Je vous renvoie cette lettre, qui ne valait pas les alarmes qu'elle vous a données. Ne vous inquiétez pas de mon avenir; je ne resterai pas à Rome, et je ne serai rien dans le ministère; je rentrerai avec joie dans mon hospice pour le reste de mes jours; je vous aurai vue et je serai heureux. La mort du pape[41] ne me retiendra pas ici au-delà de l'époque où je comptais demander un congé, c'est-à-dire après Pâques; la nouvelle élection d'un autre pape ne peut pas se prolonger au-delà d'un ou deux mois. Mais voyez une preuve de cette fatalité qui s'attache à mes pas: Léon XII m'aimait; j'avais gagné toute sa confiance, et ma présence l'a fait mourir! Ne vous troublez pas pour tout ce que vous voyez et lisez dans les journaux; mon nom m'y paraît, pour moi, comme celui de l'Empereur de la Chine, tant j'y suis indifférent. Cela n'est peut-être pas bon, mais cela m'est venu de trente ans d'habitude. Quant à Rome, où tant de gens sont restés longtemps, personne n'était moi, ni dans ma position.

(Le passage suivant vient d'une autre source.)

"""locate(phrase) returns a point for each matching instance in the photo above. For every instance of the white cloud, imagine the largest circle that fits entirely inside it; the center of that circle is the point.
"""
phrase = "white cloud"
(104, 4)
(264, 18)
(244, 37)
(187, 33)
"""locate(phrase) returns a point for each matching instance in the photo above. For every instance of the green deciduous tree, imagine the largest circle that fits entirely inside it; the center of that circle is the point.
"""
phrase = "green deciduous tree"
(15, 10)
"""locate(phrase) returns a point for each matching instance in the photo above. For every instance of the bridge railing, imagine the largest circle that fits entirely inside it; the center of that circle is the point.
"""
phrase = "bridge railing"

[Note 41: Léon XII, mort le 10 février 1829.]
Souvenez-vous d'une seule chose: je n'ai accepté l'ambassade de Rome que pour La Ferronnays. S'il ne rentre pas au ministère[42], je donnerai ma démission, et, dans tous les cas, je veux, dans une époque peu éloignée, sans faire de bruit, sans scène et sans fâcherie, demander au Roi la permission d'aller mourir à l'Infirmerie de Marie-Thérèse.

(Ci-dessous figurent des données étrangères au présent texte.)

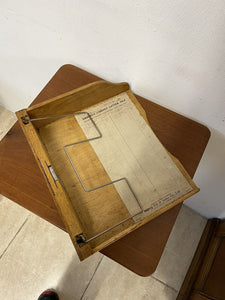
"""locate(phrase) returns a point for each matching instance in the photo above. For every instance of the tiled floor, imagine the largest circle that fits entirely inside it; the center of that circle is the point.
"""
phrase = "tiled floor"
(35, 255)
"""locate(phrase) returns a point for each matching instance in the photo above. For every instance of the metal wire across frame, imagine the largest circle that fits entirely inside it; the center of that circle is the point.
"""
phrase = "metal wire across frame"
(98, 136)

[Note 42: M. de La Ferronnays, gravement malade, avait dû donner sa démission, le 3 janvier 1829; mais il n'avait pas été remplacé, et l'intérim des Affaires Etrangères avait été confié au garde des sceaux Portalis, un des hommes que Chateaubriand méprisait le plus.]

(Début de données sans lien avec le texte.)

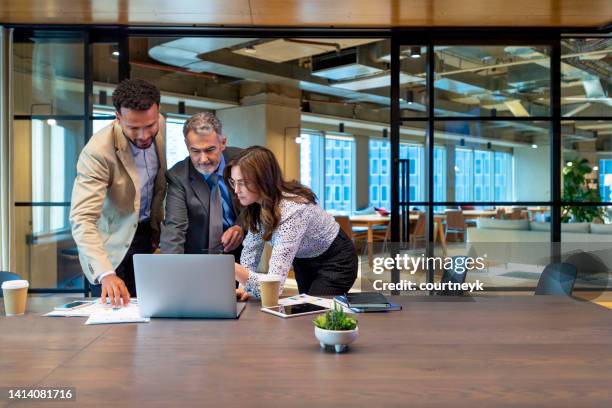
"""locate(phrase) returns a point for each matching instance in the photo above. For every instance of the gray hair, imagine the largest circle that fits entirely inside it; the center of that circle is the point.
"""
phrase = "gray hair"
(203, 123)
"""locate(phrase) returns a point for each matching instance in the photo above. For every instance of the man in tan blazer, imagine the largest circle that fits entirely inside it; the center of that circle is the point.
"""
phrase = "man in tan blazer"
(119, 190)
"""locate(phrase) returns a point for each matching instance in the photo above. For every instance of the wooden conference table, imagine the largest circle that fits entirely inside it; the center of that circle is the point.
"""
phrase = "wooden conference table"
(372, 220)
(460, 352)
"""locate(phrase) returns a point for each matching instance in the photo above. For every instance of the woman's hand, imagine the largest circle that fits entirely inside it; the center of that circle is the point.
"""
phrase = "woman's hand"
(242, 274)
(242, 295)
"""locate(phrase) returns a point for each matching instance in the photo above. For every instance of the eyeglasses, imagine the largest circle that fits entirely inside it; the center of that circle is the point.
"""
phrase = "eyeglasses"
(239, 183)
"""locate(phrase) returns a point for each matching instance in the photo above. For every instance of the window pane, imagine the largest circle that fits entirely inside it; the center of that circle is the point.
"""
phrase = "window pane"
(492, 81)
(48, 150)
(49, 258)
(340, 151)
(587, 159)
(496, 160)
(378, 151)
(48, 75)
(586, 69)
(413, 89)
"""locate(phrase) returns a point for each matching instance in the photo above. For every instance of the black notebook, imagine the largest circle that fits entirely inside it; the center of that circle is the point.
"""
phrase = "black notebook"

Je suis, comme vous le pensez, bien accablé d'affaires dans ce moment: c'est un courrier extraordinaire qui vous porte cette lettre; ainsi vous la recevrez un peu plus tôt que de coutume. Écrivez-moi, ma sœur, et ne rêvez plus des tristesses et des ennuis que je ne vous donnerai jamais!
CHATEAUBRIAND.
LXIV
À M. de Chateaubriand
H., 21 mars 1829.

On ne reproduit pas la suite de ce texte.